Office of Research Services
SFU's Research Services team assists SFU faculty members in obtaining and administering financial support for their research. In undertaking its mission, ORS works closely with all units and administrators falling under the auspices of the VPRI Office, as well as with Research Accounting and faculty-based research grants facilitators.
SFU is in compliance with the Tri-Council Policy Statement on the Ethical Conduct for Research involving human subjects and the use of hazardous materials, as well as the policies of the Canadian Council on Animal Care (CCAC). The RSF supports the salaries of staff members who work to ensure SFU's continued compliance with regulatory requirements.
The expansion of SFU's research enterprise in recent years has created a substantial increase in workload for these positions. Without such support, SFU would be unable to keep up with this increased demand, and SFU's ability to meet regulatory requirements would be compromised.
The major cost drivers in this category are annual step progressions, negotiated salary increases and benefit costs. Salary costs overall increase annually even when the number of positions remains the same
Creation and Support of Regulatory Bodies:
Office of Research Ethics
SFU's Office of Research Ethics (ORE) upholds the highest ethical and regulatory standards of research involving human participants. The ORE supports researchers through the ethics review process, from the preparation of a new submission to continuing review of ongoing research. The ORE educates researchers in the policies and process of research ethics and ethics review and facilitates the review process conducted by the SFU Research Ethics Board and its subcommittees.

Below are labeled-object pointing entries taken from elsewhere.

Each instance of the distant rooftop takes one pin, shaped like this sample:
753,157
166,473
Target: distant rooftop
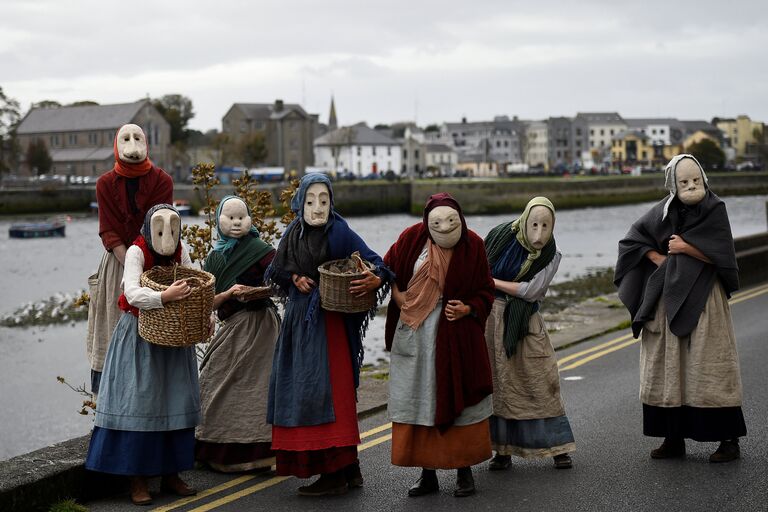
73,119
359,135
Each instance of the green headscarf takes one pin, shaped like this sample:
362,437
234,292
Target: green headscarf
518,227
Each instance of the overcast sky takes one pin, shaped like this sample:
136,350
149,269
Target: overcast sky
395,60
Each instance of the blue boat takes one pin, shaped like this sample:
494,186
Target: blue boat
37,230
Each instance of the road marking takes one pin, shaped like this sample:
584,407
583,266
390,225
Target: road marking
597,352
576,355
274,481
268,483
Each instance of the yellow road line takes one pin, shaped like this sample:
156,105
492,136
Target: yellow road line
576,355
274,481
376,430
599,354
204,494
237,481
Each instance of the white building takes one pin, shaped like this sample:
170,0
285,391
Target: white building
359,150
536,144
601,128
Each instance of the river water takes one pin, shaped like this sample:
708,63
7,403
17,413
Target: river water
36,410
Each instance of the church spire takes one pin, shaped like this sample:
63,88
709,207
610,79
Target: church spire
332,123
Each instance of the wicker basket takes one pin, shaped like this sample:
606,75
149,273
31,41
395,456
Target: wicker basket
334,289
182,322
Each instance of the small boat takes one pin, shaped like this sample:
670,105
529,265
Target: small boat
37,230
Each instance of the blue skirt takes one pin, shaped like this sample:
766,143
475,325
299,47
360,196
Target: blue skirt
545,437
121,452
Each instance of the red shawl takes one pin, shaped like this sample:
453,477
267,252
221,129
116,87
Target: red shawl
118,223
463,371
149,262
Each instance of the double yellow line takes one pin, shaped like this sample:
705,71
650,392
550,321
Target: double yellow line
261,485
592,353
574,361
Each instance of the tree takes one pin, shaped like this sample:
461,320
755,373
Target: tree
9,118
177,110
252,149
708,153
38,157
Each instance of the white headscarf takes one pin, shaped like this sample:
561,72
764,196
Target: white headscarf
670,178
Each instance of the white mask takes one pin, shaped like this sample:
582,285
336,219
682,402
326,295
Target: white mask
317,204
234,220
131,144
444,225
538,227
689,182
165,225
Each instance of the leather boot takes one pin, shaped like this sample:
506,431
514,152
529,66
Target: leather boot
465,484
426,484
670,448
140,491
353,475
727,451
563,461
500,462
174,484
329,484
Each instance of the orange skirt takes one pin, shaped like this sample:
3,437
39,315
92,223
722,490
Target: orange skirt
427,447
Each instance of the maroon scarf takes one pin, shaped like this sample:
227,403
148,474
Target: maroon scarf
463,371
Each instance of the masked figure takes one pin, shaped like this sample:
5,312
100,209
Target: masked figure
528,413
675,272
150,400
319,353
124,195
440,378
234,375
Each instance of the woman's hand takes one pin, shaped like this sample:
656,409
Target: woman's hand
178,290
303,283
656,257
677,245
398,296
455,310
367,283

Technical Support for Animal Care
There are strict guidelines and policies in place to ensure the health and humane treatment of all animals used in research and teaching at Simon Fraser University. The same standards apply to all field studies as well. These standards are specified by a national agency, the Canadian Council on Animal Care (CCAC), as well as the university’s own policies, such as SFU Policy R20.03 Treatment of Animals in Research and Teaching, under the direction of the office of VP Research and the University Animal Care Committee (UACC).

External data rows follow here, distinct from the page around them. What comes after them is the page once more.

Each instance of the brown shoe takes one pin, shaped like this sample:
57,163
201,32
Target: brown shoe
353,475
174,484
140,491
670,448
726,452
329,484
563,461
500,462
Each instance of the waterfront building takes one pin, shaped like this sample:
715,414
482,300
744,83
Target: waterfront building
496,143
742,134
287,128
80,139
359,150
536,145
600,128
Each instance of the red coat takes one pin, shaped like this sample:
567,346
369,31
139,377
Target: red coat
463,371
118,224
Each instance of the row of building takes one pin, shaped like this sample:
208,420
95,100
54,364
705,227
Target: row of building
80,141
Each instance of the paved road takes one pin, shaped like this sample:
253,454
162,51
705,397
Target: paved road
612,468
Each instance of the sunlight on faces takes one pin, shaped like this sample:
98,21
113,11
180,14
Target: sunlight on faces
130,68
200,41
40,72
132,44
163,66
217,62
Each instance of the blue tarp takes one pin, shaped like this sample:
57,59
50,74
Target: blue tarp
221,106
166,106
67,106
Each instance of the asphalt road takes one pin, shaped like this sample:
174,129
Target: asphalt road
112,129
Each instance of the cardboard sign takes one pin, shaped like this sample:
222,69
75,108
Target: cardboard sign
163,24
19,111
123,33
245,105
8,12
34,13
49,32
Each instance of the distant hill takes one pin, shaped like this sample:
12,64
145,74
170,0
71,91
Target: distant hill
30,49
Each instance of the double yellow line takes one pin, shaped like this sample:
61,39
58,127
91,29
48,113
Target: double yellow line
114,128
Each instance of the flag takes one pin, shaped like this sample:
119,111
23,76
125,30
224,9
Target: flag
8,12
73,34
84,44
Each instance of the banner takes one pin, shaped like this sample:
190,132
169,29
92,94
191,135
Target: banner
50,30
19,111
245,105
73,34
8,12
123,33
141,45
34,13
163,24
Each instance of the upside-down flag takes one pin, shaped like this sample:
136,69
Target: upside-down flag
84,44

In order to conduct research involving animals, SFU faculty members must submit an application to the UACC for approval. No research is conducted without this approval. All Animal Care Protocols are reviewed annually and researchers must re-apply every four years, for long term studies.

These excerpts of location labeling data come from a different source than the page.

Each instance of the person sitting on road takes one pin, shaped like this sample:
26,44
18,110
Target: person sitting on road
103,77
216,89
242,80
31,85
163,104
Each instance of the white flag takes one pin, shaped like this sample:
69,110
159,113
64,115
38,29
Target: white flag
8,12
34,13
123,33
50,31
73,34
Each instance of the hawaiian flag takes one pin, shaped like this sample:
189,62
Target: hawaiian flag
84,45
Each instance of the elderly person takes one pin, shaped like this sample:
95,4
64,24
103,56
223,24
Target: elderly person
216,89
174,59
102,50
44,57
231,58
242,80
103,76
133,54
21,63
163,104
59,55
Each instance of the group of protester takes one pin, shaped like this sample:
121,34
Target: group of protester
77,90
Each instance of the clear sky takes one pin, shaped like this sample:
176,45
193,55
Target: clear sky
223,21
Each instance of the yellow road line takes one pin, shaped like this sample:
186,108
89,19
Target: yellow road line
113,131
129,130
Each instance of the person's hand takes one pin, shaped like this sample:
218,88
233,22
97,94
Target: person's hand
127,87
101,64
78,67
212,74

A portion of SFU's RSF is applied toward the salaries of the animal care staff, technicians and manager. Without the RSF support, animal research at SFU would be compromised and in many cases could not be performed. Without this support, the facilities and services for the proper and humane treatment of animals in our care would not function properly. In addition, this would affect the university's ability to maintain compliance with the Canadian regulatory standards for animal research.
Intellectual Property and Knowledge Mobilization
SFU's Technology Licensing Office (TLO) is focused on delivering intellectual property (IP) protection and technology licensing services and support.
The TLO supports faculty, graduate students and university researchers in the strategic management of the IP they generate through their inventions.
The major cost drivers in this category are annual step progressions, negotiated salary increases and benefit costs.
Technology Licensing Office
The RSF covers the salaries of staff within SFU’s Technology Licensing Office. These positions help SFU researchers build effective working relationships with communities, industry, governments, NGOs and non-profits to increase the solution capability of SFU innovators.